Like? Like the NEA Inspector General's report from March
1993 found 57 percent of NEA's reported grants projects costs were not
reconcilable with accounting records; 74 percent of personnel costs charged to
grant projects were not supported by adequate documentation; and 79 percent of
required independent audits were not in compliance with Office of Management
and Budget guidelines for federal grants. But none of this came out.

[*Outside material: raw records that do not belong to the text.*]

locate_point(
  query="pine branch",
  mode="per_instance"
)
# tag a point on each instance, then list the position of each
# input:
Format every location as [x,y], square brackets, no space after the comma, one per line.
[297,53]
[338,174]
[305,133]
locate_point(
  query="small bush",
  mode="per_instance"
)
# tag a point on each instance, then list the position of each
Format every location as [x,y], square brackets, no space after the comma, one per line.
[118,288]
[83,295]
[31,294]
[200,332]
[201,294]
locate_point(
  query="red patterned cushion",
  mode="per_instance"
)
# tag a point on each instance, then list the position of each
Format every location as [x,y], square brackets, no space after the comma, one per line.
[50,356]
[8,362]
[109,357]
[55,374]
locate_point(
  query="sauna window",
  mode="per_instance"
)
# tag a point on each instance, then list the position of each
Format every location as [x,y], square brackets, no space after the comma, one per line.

The most ridiculous part of Teichner's report was her
dismissal of the obscenity issue
which she dismissed as "the all-time favorite, the one
that won't go away." Teichner aired another clip of Alexander's
testimony: "I think that the National Endowment for the Arts record
should speak for itself, Congressman, in that what is little known is that out
of the 112,000 grants that we've made in our 32-year history only about 45
have caused some problems for people. Now that is if you look at the ratio,
that's a pretty good success ratio."
Again, not true. Any reporter following both sides of this
story would know that. Teichner could have pointed out conservatives have
piled up hundreds of individual examples, almost all of which have been
ignored by the media. And they can't be stopped: last November, a federal
court ruled guidelines calling for "general standards of decency" in
grantmaking was "unconstitutional."
Nor are these grants an accident. Jane Alexander told the
gay-left magazine The Advocate she intended to use the NEA to "introduce
people gently to gay themes across the country." When asked "What
sorts of grants would you reject out of hand," Alexander answered:
"It's hard to say at this point if there is any grant that I might
reject."
NEA critic Laurence Jarvik has his own favorite recent
example: a recent New York Times report on the Franklin Furnace, the notorious
New York "avant-garde center" frequented by porn star Annie Sprinkle
and other pornographic performance artists. The center is selling its real
estate for $500,000 to match a half-million dollar challenge grant from the
NEA. With that load of money, they plan to create a video archive of all the
notorious Franklin Furnace routines and post it on the Internet. It will
include hundreds of performances like Tim Miller discussing his sex life naked
on stage, and Karen Finley smearing her bare breasts with chocolate, all
carefully catalogued and placed upon the World Wide Web, for the world to see.
Oh, the irony of it all, which Teichner could have seen were
she not so blinded by ideology: While Bill Clinton earnestly claims his
opposition to cyberpron, Jane Alexander's NEA is funding it.